Yirminci yüzyılda yazılanları bugünün Türkleri dili kendilerinden çok uzak bulurlar.
Buyurun Tevfik Fikret’ten okuyalım. Şiirin adı bile Türkçeden ne kadar uzak…
Tarih-i Kadim’e Zeyl
Ziver-i kürsi-i yakın
Şair-i müçtehid-i din-i mübin
Örnekler çok da kuşku yok… Adına Osmanlıca denilen bu yapay dil, içinde Türkçe sözler de olan bir uydurukça dildir. Kendilerine Osmanlı diyenler bu dil ile yazdılar: Türkler ise anlamadılar, alay ettiler.
Atalarımızın diliymiş de… Dil Devrimi atalarımızla anlaşmamızı ortadan kaldırmış da…
Bunlar bilimlik temeli olmayan boş sözlerdir.
Nasıl Arap harfleri Türk’e bin yıl kötülük etmişse, bu uyduruk dil de Türk’e dört yüz yıl aynı kötülüğü etmiştir.
Türk bu dil ile bilim yapamazdı yapamamıştır. O yüzden tek tük bilgin çıkmışsa onlar da başkalarının diliyle yazmışlardır.
Dil Devrimi önce, Türklerin anlayacağı biçimde Türkçe yazmak amacıyla başlamıştır. Mehmet Emin Yurdakul, Z. Gökalp öncülük yapmış, arkası gelmiştir.

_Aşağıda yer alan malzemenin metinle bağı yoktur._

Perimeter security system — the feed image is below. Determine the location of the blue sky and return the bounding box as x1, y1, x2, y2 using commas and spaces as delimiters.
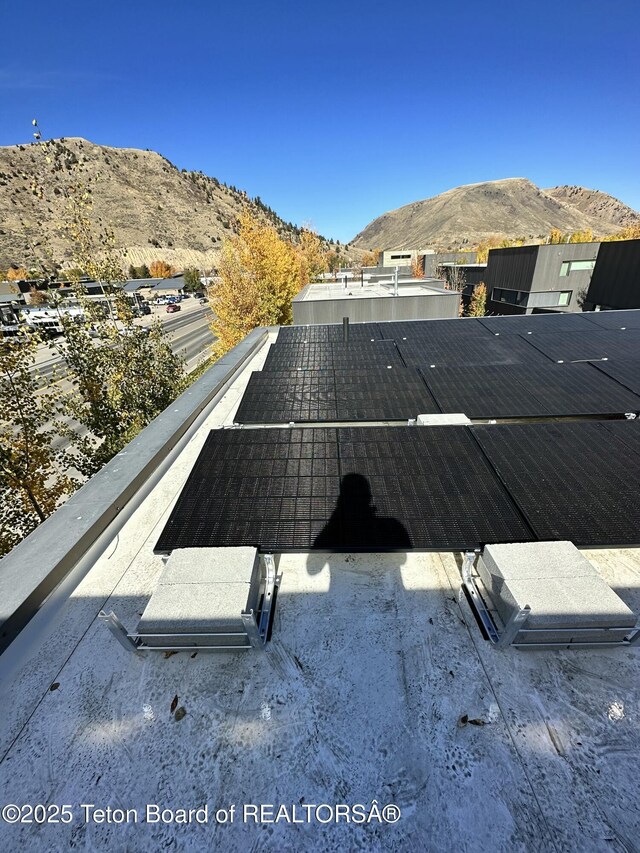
0, 0, 640, 241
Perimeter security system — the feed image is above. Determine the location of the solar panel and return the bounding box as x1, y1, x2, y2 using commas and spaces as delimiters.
526, 329, 640, 361
156, 427, 532, 553
582, 309, 640, 329
398, 335, 548, 367
504, 362, 640, 416
235, 367, 440, 424
156, 428, 340, 553
379, 317, 488, 341
263, 341, 403, 371
602, 420, 640, 456
472, 422, 640, 547
421, 365, 553, 418
594, 358, 640, 394
335, 368, 440, 421
277, 323, 380, 344
479, 313, 590, 335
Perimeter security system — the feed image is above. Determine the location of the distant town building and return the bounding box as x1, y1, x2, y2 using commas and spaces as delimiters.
584, 240, 640, 311
484, 241, 600, 314
293, 277, 460, 326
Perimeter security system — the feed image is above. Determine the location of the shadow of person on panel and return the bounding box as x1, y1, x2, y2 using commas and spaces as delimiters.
313, 474, 412, 553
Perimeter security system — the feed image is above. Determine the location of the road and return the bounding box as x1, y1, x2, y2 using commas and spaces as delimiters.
21, 298, 214, 460
34, 298, 214, 382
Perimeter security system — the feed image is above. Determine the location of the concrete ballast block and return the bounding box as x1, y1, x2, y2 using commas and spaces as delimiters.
478, 542, 636, 642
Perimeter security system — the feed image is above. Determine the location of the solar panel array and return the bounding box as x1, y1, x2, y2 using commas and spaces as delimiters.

Yine de Cumhuriyetin başlarında kullanılan dil Farsçanın, Arapçanın yoğun baskısı altındadır.
Cumhuriyetin Dil Devrimi Türkçesi olabildiğince yabancı sözlerden kurtarmıştır. Aşırı gitmeler, yanlış türetmeler de olmamış değildir. Bunların kimilerinden kısa dönemde kurtulunmuşsa da bugüne dek süren yanlışlıklar da vardır.
Söz gelimi gereksiz yere “sel, sal, al” takıları abartılarak Türkçeye bulaştırmıştır. Türkçede “lık, luk, cil, cul, li, lu” takılarının varlığı, onların yaygınlaşması gerektiği unutulmuştur.

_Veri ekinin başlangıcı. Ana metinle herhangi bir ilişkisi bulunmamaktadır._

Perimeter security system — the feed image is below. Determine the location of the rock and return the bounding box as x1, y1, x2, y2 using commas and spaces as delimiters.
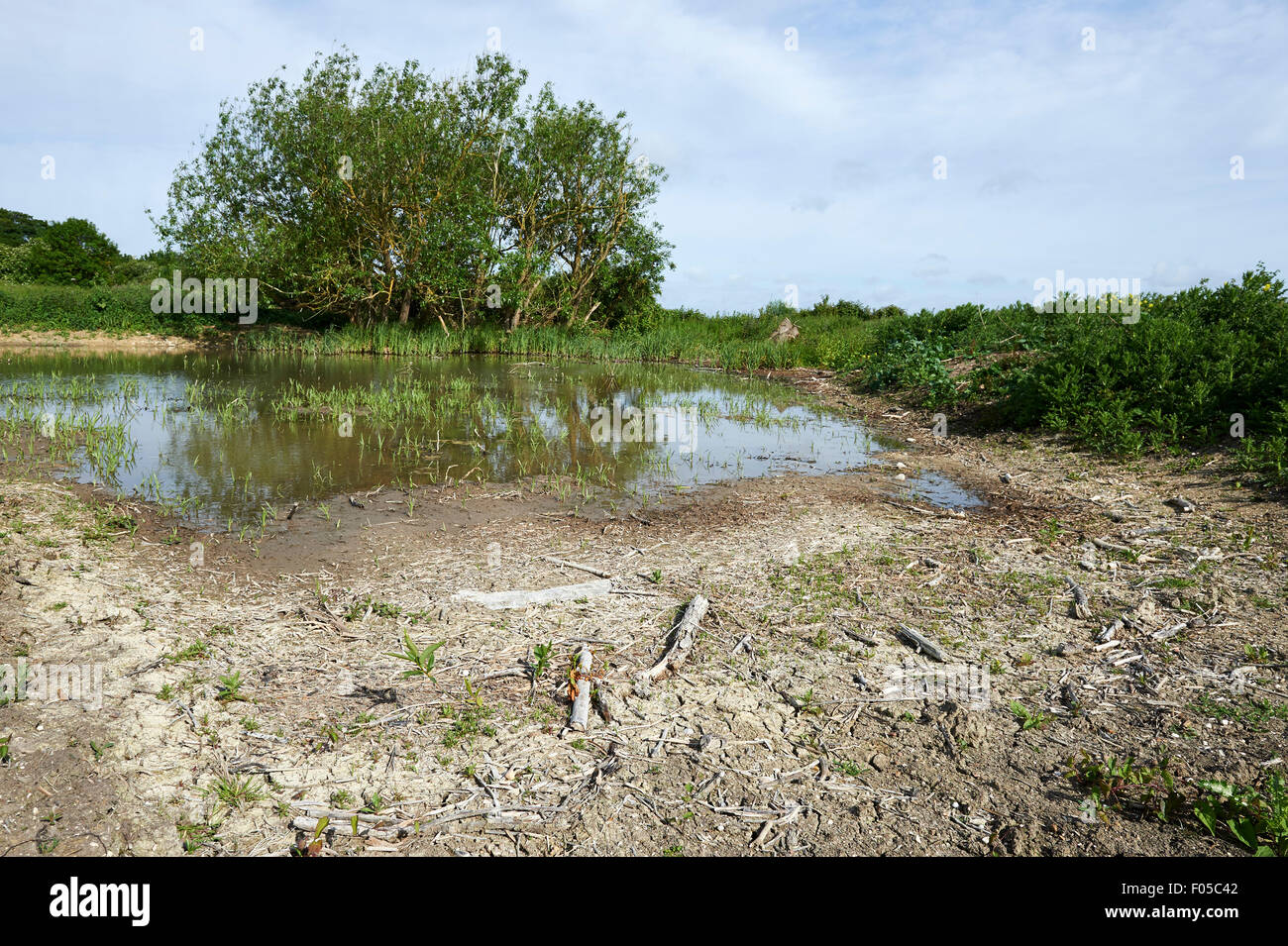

Bilimsel yerine bilimlik denilmeliydi.
Etrüstklerin kullandığı Göktürk damgalarından yapılan, adına Latin damgaları (harfleri) denilen bugünkülerde de etkisi var. K (k), Q (q) alınmalıydı.
Dil devriminin eleştirilecek yanları olmakla birlikte özünde doğrudur.
Bir başka yanlış da Dil Devrimini bitmiş sanmaktır.
Öyle değil…
Bugün de dilimizi yabancı sözlerin bozmasından korumak Dil Devrimine inanmanın gereğidir.
Kompüter yerine bilgisayar dedik tuttu. Neden cankurtarandan caydık da ambulans diyoruz?
Neden üniversite yerine BİLİMEVİ, internet yerine BİLGİ AĞI demeyelim.